Newfound Responsibilites | Teen Ink

Newfound Responsibilites

April 15, 2016
By hannahelisabeth BRONZE, Oviedo, Florida
hannahelisabeth BRONZE, Oviedo, Florida
1 article 0 photos 0 comments

In June of 2009, my younger brother was diagnosed with a rare genetic mutation called Friedreich’s Ataxia. This debilitating disease quickly led to the deterioration of his muscles and coordination. Gradually, his muscles lost their functions and the simplest tasks became impossible. As he entered into the 6th grade, the middle school forced him into a wheelchair so that it would be easier for him to navigate from class to class. My family had to move from New York to Florida to assist his navigation, and this was enough to scar my adolescent self. I was only 11-years-old when my family, including my 9-year-old brother, was faced with a life-changing turn of events. 5 years later, in 2014, my brother entered high school, and it changed my entire family’s routine greatly.

My brother’s freshman year of high school came as a lifestyle shock to everyone and was ultimately the catalyst for my transition into maturity. My brother was just starting high school, yet I was the one going through an identity crisis courtesy of my newfound obligations. Both of our parents worked 8-hour days, 5 days a week, so, the responsibility of taking care of my brother fell onto me. I was just starting my junior year, which was stressful enough its own, and on top of completing my own schoolwork and balancing myriad extracurriculars, I was now expected to watch over my brother at school, rush home to prepare dinner for my whole family, and uphold my longstanding record of straight A’s. There was no doubt in my mind that I needed to adjust my way of life. I just wasn’t aware of the magnitude of that change.

The first day of junior year was filled with one crisis after another. On our way to school, my brother’s wheelchair broke down and it made me late for my first class. I ran to the classroom close to tears and collapsed into my seat, absolutely mortified. To say that my transition was less than graceful would be an understatement. I rushed home that afternoon, cried for an hour and then proceeded to drown my sorrows in the homework that had miraculously piled up already. Everything seemed like an absolute nightmare. Contrary to my own belief, however, life continued to occur. The world didn’t end because my brother had shifted my morning schedule, which shocked my strictly regimented self, and it took me an entire quarter to adjust to this new list of responsibilities. I’d spend the entire day at school and then come home and make dinner for a younger brother that needed help untying his shoes. I felt like a new mother.
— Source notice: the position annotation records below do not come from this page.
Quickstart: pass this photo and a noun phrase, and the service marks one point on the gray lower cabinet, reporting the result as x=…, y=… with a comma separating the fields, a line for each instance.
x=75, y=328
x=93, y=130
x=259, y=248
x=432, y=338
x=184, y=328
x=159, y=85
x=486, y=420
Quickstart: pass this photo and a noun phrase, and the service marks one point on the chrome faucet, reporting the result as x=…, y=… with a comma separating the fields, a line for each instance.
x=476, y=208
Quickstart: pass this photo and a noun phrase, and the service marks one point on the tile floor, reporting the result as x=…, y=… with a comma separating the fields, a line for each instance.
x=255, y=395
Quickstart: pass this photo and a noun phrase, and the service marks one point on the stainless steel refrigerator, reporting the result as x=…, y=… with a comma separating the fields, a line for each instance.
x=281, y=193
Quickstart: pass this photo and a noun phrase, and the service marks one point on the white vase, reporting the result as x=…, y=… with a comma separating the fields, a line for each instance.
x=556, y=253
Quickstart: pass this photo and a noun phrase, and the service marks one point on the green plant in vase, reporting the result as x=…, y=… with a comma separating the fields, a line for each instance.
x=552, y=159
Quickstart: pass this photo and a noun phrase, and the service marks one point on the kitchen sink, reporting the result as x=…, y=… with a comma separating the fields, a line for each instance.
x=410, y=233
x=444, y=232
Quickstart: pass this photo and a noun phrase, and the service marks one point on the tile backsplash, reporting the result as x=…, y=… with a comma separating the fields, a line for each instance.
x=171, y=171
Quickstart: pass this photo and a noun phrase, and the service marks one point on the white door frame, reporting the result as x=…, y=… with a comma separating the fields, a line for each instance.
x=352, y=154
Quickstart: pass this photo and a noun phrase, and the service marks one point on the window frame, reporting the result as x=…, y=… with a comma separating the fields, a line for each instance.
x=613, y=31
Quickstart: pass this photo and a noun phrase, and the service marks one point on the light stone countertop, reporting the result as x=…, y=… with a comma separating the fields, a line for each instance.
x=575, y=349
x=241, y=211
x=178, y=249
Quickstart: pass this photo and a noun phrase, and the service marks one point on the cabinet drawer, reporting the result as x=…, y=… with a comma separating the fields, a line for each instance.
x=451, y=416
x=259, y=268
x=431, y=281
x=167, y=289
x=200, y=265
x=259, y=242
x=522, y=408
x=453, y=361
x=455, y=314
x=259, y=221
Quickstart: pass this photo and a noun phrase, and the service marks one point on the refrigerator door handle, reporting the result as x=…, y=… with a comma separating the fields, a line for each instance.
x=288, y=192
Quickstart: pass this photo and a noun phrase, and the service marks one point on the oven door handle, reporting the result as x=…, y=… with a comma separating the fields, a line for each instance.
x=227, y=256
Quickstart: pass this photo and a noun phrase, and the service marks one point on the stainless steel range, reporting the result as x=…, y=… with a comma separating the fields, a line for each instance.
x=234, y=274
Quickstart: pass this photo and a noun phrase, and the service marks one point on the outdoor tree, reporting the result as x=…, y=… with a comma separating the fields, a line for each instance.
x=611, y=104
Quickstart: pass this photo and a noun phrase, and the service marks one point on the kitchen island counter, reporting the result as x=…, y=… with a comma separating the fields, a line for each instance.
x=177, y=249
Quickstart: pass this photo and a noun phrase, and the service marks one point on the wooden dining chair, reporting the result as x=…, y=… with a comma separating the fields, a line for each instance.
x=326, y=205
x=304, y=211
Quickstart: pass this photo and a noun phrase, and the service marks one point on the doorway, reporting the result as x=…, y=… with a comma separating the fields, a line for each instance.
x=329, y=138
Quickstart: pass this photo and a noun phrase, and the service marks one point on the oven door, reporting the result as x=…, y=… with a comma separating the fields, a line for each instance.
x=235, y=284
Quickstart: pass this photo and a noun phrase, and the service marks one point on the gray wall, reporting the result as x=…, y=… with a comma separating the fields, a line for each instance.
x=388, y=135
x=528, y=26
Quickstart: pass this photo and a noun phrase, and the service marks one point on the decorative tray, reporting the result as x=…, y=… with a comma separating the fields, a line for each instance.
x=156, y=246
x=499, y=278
When I was a middle school student, my mother would tell my brother and me that she simply wanted to come home and relax after work, but that because she was a mom, her work was never done. I never understood what she meant by that until I had to experience it for myself. When both my parents worked until 7 pm, which occurred more than anyone wanted it to, I was forced into watching over the house and assisting my brother with his homework before I even thought about starting on my own. I found myself on my feet all afternoon long and looking forward to that blissful moment of silence that never seemed to come.

As a teenager, I cannot fully claim to know what adulthood feels like. I’m still in high school and I depend on my parents for food, clothing, and shelter. Even when I am 45-years-old, I will still be growing and developing into a “real” adult. That being said, the situations in my life have prompted a sense of maturity that I feel few of my fellow classmates understand. If one of my parents had worked from home last year, or if I was not given the responsibility of caring for my brother, I would be nowhere near as mature as I am today, and for that, I am thankful.